ERHAN USTA (Samsun) - Teşekkür ederim Sayın Başkanım.

Az önceki, hayat tarzıyla ilgili tartışmaya ben de bir katkı da bulunmak istiyorum. Biz biliyoruz ki ülkemizde mezhep düşmanlığı çıkarma, hayat tercihleri itibarıyla ülkemizi, milletimizi bölme çabaları eskiden beri terörizmin ve onun yurt dışındaki ağababalarının bu ülkede bitmeyen bir oyunudur. Bu oyuna hiçbirimizin düşmemesi lazım. Ecdadımızın hoşgörü ve adaletle yönettiği yıllar -ki genelde böyle olmuştur ama- bunun zirve yaptığı yıllar, biz biliyoruz ki ülkemizde huzurun, sükûnetin de zirve yaptığı yıllar olmuştur. Hatta, tarih şahittir ki zulme uğrayan, dost arayan insanların en emin sığınağı yüzyıllar boyunca bizim milletimizin kalbi olmuştur.

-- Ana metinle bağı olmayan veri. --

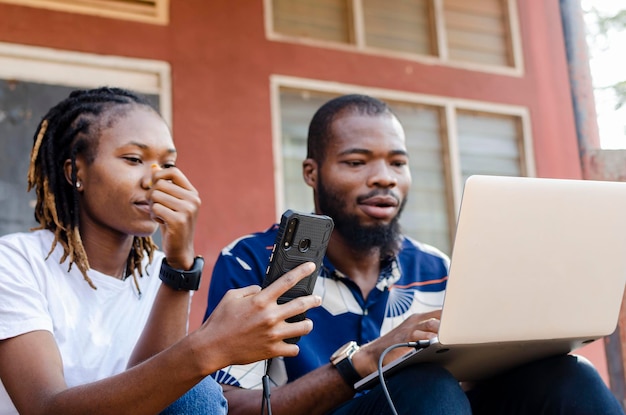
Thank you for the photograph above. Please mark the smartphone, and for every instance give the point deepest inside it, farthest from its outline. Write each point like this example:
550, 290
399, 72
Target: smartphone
301, 237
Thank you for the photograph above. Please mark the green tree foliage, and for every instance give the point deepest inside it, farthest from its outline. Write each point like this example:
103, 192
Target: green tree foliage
604, 25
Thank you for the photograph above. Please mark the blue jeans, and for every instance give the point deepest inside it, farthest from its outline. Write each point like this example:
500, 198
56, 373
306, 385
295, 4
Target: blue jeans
206, 398
555, 386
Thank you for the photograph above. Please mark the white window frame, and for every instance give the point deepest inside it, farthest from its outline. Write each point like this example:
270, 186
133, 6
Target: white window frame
158, 15
85, 70
517, 70
449, 105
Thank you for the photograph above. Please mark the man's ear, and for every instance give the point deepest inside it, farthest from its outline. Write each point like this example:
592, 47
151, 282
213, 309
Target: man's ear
310, 172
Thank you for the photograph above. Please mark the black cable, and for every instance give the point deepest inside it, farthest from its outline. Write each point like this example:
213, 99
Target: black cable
265, 403
420, 344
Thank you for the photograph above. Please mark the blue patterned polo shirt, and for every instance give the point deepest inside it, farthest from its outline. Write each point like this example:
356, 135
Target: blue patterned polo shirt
412, 282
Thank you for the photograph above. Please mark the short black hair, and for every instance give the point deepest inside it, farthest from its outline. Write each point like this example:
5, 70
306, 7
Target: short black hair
320, 132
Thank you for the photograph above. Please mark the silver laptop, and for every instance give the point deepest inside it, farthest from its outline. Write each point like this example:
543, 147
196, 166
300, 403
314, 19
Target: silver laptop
538, 268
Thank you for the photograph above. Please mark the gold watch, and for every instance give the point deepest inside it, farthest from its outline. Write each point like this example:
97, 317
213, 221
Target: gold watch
342, 361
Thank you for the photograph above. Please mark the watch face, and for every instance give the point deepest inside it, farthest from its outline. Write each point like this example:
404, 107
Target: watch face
343, 350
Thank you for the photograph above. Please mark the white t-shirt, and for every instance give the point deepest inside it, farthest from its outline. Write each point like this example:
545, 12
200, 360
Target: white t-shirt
96, 330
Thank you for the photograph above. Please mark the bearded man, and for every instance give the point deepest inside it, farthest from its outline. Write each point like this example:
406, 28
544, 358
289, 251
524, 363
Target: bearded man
379, 288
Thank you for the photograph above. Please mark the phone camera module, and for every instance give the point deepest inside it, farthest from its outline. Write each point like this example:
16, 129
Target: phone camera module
304, 245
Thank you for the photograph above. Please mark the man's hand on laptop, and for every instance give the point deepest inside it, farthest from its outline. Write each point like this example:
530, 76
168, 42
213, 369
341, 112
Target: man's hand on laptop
417, 327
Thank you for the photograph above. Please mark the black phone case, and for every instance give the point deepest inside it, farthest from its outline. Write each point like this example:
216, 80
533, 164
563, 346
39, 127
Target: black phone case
306, 242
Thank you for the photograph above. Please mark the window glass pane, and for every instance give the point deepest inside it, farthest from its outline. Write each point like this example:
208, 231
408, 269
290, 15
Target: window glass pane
297, 108
478, 31
402, 25
489, 144
318, 19
425, 217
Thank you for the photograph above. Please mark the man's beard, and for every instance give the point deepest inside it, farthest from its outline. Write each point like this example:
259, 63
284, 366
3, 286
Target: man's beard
362, 238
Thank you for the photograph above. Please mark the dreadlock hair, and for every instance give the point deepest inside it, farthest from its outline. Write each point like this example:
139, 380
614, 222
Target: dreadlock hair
69, 129
320, 131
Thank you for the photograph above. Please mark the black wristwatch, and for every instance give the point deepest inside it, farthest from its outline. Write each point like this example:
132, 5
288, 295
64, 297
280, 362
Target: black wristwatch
180, 280
342, 361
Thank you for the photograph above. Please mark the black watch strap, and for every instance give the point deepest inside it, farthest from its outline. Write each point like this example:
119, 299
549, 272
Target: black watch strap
181, 280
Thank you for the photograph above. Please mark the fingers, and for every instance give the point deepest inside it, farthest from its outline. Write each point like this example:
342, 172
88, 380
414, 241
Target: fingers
290, 279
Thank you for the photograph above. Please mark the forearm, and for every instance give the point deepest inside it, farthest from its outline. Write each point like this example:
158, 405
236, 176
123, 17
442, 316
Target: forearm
314, 393
166, 324
145, 389
33, 375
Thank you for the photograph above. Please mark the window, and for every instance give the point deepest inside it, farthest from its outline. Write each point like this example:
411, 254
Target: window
447, 142
478, 32
147, 11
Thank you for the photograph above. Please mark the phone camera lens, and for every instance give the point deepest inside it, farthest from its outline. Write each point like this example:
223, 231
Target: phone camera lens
304, 245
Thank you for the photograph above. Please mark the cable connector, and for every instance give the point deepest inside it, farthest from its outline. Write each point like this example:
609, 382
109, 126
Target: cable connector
420, 344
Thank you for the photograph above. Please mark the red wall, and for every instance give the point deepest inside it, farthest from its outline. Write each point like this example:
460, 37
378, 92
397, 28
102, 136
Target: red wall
221, 63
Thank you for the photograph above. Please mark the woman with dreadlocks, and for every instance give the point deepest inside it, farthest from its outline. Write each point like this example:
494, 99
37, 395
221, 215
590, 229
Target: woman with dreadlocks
93, 316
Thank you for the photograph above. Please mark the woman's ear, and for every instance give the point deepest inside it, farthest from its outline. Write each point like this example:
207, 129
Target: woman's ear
67, 170
309, 172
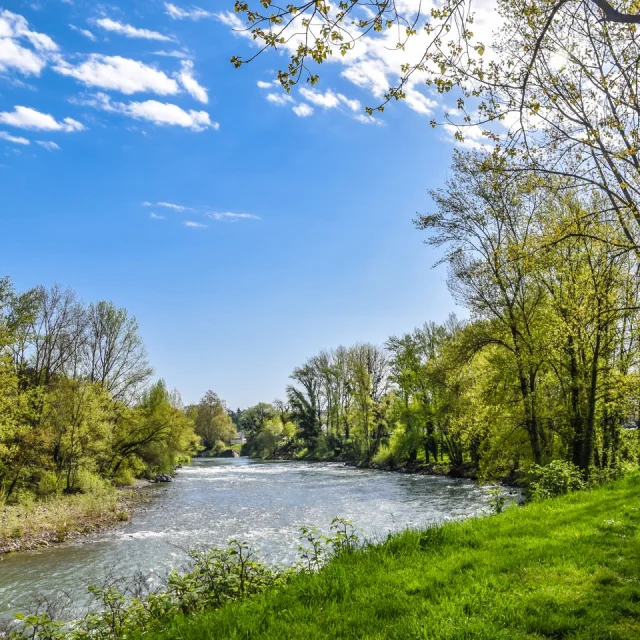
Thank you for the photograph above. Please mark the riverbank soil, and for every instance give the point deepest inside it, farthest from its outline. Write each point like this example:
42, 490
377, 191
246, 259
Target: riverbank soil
564, 568
28, 527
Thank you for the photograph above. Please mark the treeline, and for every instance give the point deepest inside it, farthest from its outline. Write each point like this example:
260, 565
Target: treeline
77, 410
546, 366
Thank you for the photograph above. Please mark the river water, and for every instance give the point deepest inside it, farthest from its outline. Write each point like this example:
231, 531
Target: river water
212, 501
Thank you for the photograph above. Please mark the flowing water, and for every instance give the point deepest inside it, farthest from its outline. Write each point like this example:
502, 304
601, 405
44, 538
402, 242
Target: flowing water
212, 501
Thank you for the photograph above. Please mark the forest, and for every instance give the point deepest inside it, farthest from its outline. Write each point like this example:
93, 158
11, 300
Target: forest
544, 366
78, 410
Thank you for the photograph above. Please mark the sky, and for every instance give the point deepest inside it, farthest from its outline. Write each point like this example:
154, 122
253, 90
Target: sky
246, 229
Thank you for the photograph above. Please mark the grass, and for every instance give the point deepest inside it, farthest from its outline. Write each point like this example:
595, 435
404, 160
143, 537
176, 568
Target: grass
566, 568
24, 527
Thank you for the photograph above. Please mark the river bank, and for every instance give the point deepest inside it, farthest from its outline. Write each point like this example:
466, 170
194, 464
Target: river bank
566, 567
42, 524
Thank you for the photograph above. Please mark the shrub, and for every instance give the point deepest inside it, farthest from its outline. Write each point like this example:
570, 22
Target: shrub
557, 478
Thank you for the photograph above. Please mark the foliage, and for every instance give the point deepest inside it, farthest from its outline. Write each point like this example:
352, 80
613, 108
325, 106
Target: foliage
76, 410
561, 568
216, 577
556, 479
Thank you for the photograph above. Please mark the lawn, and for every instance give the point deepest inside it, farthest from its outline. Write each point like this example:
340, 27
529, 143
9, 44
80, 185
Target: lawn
565, 568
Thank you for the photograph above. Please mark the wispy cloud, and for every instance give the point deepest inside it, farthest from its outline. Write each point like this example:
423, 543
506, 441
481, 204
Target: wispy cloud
167, 205
175, 53
84, 32
27, 118
192, 13
303, 110
365, 119
131, 32
159, 113
119, 74
14, 139
22, 49
192, 86
231, 217
279, 98
48, 145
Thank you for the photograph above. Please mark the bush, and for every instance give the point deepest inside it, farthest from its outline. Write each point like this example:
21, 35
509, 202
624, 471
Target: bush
385, 457
556, 479
216, 576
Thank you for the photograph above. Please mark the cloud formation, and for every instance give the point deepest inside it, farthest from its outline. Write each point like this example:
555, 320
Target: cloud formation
116, 73
130, 32
48, 145
192, 13
167, 205
303, 110
27, 118
85, 32
227, 216
187, 80
22, 49
14, 139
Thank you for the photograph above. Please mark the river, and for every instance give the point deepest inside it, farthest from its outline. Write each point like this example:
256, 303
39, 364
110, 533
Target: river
214, 500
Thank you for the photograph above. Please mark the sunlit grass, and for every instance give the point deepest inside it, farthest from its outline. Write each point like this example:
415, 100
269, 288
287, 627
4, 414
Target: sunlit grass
32, 525
566, 568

Genel Başkanımız bu Salı günkü grup toplantısında bu konuyla ilgili olarak merhum hünkârımız II. Mahmut'un şu veciz ifadelerine yer vermiştir konuşmasında. Diyor ki II. Mahmut: "Ben tebaamın Müslüman'ını camide, Hristiyan'ını kilisede, Musevi'sini havrada fark ederim. Aralarında başka türlü bir fark yoktur. Cümlesi hakkındaki muhabbet ve adaletim kavidir ve hepsi hakiki evladımdır." Dolayısıyla, biz de hem burada siyasetçiler olarak hem de kurumlar olarak mezhep üzerinden, din üzerinden ayrıştırıcı, kutuplaştırıcı bir dil kullanmamalıyız.

(Mikrofon otomatik cihaz tarafından kapatıldı)

BAŞKAN - Mikrofonunuzu açıyorum, tamamlayınız.

ERHAN USTA (Samsun) - Kurumlarımızın da buna azami özen göstermesi lazım. Bu, ülkemizin huzur içinde yaşaması açısından çok hayati önemi haiz bir konudur.

Teşekkür ederim.

BAŞKAN - Teşekkür ederim Sayın Usta.